Dear Street Smart:
Regarding the readers who object to drivers who don't signal before making a lane change: Ask them if they are the same drivers who, when spotting a motorist signaling, speed up to close the gap, thereby making a safe lane change impossible.
I have a perfectly clean driving record and consider myself a very safe driver. I used to signal. But I found out the hard way that a signal really means "Don't let me in." I have found it much safer to not signal, but to simply look over my shoulder and change lanes when it's safe.
Am I happy about this? No. But too many drivers see the signal and take it as a personal affront that somebody actually wants to gain access to the same lane.
I'll stick to my method of non-signaling. Unfortunately, it's a much safer commute.
It's pretty gutsy of you to admit to being a lawbreaker.
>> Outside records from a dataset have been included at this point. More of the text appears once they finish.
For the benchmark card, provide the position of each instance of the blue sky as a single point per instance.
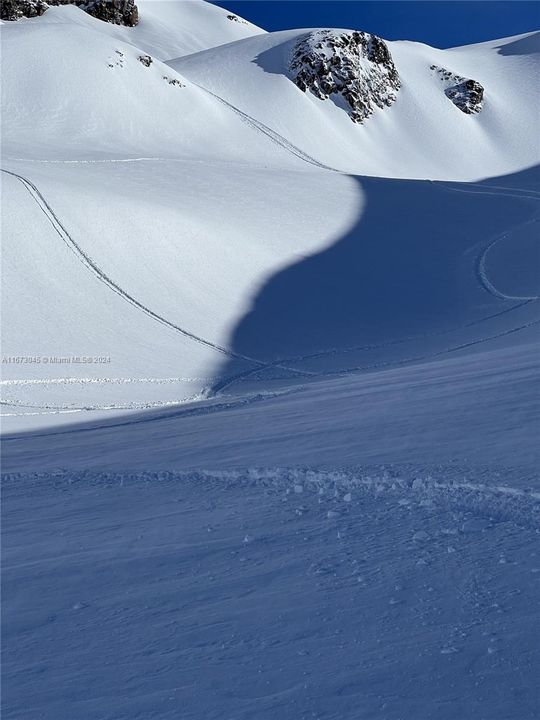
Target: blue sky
(436, 22)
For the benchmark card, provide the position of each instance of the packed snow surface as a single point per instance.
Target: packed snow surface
(269, 377)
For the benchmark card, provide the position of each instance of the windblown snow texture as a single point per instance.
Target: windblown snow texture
(270, 310)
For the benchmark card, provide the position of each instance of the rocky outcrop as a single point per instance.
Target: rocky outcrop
(354, 69)
(235, 18)
(118, 12)
(16, 9)
(145, 60)
(466, 94)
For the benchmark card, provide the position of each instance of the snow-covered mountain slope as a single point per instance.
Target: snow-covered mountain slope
(422, 134)
(264, 594)
(164, 28)
(382, 282)
(269, 428)
(201, 230)
(87, 94)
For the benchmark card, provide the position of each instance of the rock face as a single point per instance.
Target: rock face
(354, 69)
(119, 12)
(235, 18)
(16, 9)
(466, 94)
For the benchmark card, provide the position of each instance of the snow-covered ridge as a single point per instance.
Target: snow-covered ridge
(354, 67)
(118, 12)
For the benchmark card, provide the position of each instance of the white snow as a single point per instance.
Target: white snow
(268, 379)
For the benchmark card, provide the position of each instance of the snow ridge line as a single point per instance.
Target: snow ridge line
(181, 413)
(105, 381)
(102, 277)
(54, 409)
(407, 487)
(384, 365)
(445, 185)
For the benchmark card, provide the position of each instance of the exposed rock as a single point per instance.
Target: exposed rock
(16, 9)
(118, 12)
(235, 18)
(354, 66)
(146, 60)
(466, 94)
(173, 81)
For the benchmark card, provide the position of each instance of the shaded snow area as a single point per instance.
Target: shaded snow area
(380, 593)
(270, 408)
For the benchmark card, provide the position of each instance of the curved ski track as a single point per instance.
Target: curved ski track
(261, 366)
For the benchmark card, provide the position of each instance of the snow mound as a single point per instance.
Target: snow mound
(420, 135)
(88, 94)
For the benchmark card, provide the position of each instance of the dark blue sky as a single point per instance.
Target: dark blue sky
(436, 22)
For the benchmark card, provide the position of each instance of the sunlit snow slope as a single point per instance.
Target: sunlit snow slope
(195, 232)
(422, 135)
(269, 377)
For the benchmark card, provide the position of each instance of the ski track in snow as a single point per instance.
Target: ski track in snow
(482, 271)
(102, 277)
(261, 365)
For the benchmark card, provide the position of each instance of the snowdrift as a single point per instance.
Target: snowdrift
(421, 135)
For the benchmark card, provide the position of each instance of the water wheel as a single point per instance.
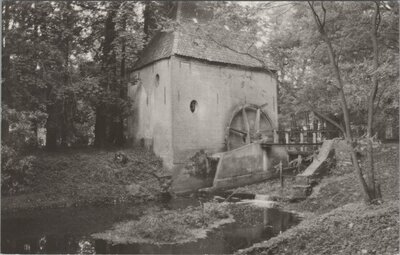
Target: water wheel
(247, 125)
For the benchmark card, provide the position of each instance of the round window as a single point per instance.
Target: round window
(157, 80)
(193, 106)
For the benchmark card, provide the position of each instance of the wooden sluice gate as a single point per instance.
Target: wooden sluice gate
(257, 161)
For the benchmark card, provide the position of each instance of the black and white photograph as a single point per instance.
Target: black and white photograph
(200, 127)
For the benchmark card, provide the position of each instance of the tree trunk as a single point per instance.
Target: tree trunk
(120, 139)
(104, 125)
(100, 127)
(371, 101)
(5, 70)
(335, 68)
(51, 128)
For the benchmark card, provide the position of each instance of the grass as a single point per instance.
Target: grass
(337, 221)
(88, 176)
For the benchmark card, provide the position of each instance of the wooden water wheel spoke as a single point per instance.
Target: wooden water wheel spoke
(257, 122)
(237, 131)
(246, 124)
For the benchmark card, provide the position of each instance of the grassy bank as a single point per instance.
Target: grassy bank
(88, 176)
(337, 222)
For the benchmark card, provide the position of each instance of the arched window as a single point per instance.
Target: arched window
(193, 106)
(157, 80)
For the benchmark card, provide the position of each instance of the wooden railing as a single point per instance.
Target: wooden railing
(303, 140)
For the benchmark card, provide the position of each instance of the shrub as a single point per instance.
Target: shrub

Granted, it's not like you're confessing to being a serial killer, which can lead to years in jail, an interview with Geraldo Rivera and your life story retold in made-for-TV movies and books.
Changing lanes without a signal is a simple infraction, punishable by a fine of about $50 and a black mark on your driving record.
California Highway Patrol Officer Glen Dominguez said many motorists share your complaint about other drivers closing up when they signal to change lanes. But he stressed that in addition to breaking the law, such actions can get someone hurt or killed--including yourself.
Dominguez suggests that you signal and make the lane change quickly, but safely, before those other drivers have a chance to close up.
As for those of you who freeze them out when Susie and others try to make a lane change, please, cut her some slack.
Dear Street Smart:
I live on a street in a house built 27 years ago. During this time our street has never been repaved. I have seen streets around us repaved, although they are only 10 or 15 years old. I called the Street Maintenance Department many times. They are always quite courteous but say there is a budget crunch and no streets are being paved. I will gladly pay a fee to cover the resurfacing of our street.
Is there anything we can do?
First, let me set the record straight: Although many streets in Los Angeles resemble a boulevard in Beirut, a motorway in Mogadishu or an avenue in Azerbaijan, the city has not stopped laying down pavement.
What has happened is that budget problems dramatically reduced the amount of repaving work, from 140 miles of the city's 7,000 miles of streets last year to 100 miles this year.
Either way, that's like trying to bail out the Titanic with a tablespoon.
I called Greg Scott, a street maintenance superintendent, and asked if residents can pay a fee to have their street repaved.
"It's very unusual," he responded. "We've only had one other request, years ago in Pacific Palisades, and when they saw the cost they changed their minds."
Scott said the fee would depend on how much street frontage your home has. He declined to guess at the fee for your street, but assured me that it would be so much that you would not be willing to pay it.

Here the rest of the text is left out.